ホームマーケット日々のマーケットレポート【キーワード No.1,261】投票中止が相次いだ「タイの総選挙」(アジア)/マーケット情報・レポート - 三井住友DSアセットマネジメント

【キーワード No.1,261】投票中止が相次いだ「タイの総選挙」(アジア)

2014年2月4日

1.タイの総選挙とは?

 タイでは、2013年11月1日に与党であるタイ貢献党が、国外逃亡中のタクシン元首相の帰国に向けた「恩赦法案」を下院で強行採決したことをきっかけに政治の混乱が続いています。

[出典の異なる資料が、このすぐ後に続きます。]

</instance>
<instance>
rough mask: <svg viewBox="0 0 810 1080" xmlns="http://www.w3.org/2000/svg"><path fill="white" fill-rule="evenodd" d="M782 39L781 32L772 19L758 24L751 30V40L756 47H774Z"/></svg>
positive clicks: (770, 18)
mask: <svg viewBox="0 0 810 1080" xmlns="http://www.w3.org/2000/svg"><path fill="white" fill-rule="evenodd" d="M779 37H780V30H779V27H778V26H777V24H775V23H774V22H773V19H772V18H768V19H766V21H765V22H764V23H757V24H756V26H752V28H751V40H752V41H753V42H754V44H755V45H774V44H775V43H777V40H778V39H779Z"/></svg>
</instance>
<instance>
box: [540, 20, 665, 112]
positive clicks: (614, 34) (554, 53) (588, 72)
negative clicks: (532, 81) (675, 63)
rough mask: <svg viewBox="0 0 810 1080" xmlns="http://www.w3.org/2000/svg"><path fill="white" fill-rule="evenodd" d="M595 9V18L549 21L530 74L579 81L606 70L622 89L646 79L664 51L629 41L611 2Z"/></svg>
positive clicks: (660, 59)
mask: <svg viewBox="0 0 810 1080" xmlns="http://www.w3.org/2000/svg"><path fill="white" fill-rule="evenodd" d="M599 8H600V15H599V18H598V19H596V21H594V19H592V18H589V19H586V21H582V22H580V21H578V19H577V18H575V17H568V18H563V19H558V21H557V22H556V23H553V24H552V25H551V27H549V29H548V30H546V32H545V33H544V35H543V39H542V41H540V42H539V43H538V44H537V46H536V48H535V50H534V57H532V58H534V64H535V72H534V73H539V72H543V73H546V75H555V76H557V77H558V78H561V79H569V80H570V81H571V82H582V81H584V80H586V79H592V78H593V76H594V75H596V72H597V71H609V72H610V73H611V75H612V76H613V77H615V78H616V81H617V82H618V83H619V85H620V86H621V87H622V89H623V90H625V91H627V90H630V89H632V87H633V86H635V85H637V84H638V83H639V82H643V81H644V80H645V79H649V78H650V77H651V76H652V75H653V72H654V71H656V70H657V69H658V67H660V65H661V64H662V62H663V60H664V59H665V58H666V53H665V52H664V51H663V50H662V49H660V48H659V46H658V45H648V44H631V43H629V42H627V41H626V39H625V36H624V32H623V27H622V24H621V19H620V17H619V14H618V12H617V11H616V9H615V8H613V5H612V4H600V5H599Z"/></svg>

野党である民主党を中心とした反政府デモの拡大を受け、インラック首相は下院を解散し、2014年2月2日に選挙が行われる予定となりました。しかし、デモ隊による妨害活動により、複数の選挙区で立候補者数がゼロとなる異常事態となりました。選挙の延期を求める声が強まるなか、予定に従い2月2日に選挙が実施されました。

2.最近の動向

 反政府デモが続いているものの、選挙実施日に大きな暴力活動などは発生しませんでした。しかし、反政府デモ隊の妨害により、首都バンコクや南部地域で投票の中止が相次ぎ、375の選挙区中69選挙区で投票が完了しませんでした。投票中止となった選挙区では再選挙が検討されていますが、実施まで4~6カ月かかるとの見方もあり、実施できるかは現状未確定となっています。選挙管理委員会は、妨害により複数の選挙区で投票中止となった1月の期日前投票の再選挙が2月23日に実施されることもあり、これらの再選挙後まで2月2日の選挙結果を公表しない方針です。
 タイの国会招集(下院)には、定数500人のうち475人以上の議員が必要となっています。しかし、反政府デモ隊の妨害などにより今回の選挙では28選挙区で候補者がゼロとなっており、選挙前から新政権の発足は不可能となっていました。今回の選挙では政治的混乱を改めて露呈する形となり、今後の内政などの停滞が懸念されます。

3.今後の展開

 当面は現在のインラック政権が暫定内閣となるものの、選挙管理内閣としての位置付けになるため、内閣としての権限に大きな制約を受けます。反政府デモ隊を率いる元副首相は、インラック首相退陣までデモをやめない方針を示しており、政治的混乱解消の糸口は見えていません。政治の行き詰まりから、一部では軍の介入を予測する見方もあり、政情は極めて不透明となっています。
 選挙翌日のタイの株式市場は前週末比+1.1%(日本時間2月3日15時現在、以下同様)、タイバーツは対ドルで同+0.3%、対円で同+0.5%となっており、金融市場に大きな混乱は生じていません。ただし、タイへの外国人観光客が減少するなど、政情不安がもたらす経済への悪影響が顕在化しつつあります。多くの困難が伴うと見られるものの、経済への悪影響を最小限にとどめるため、早期の混乱収束が強く求められます。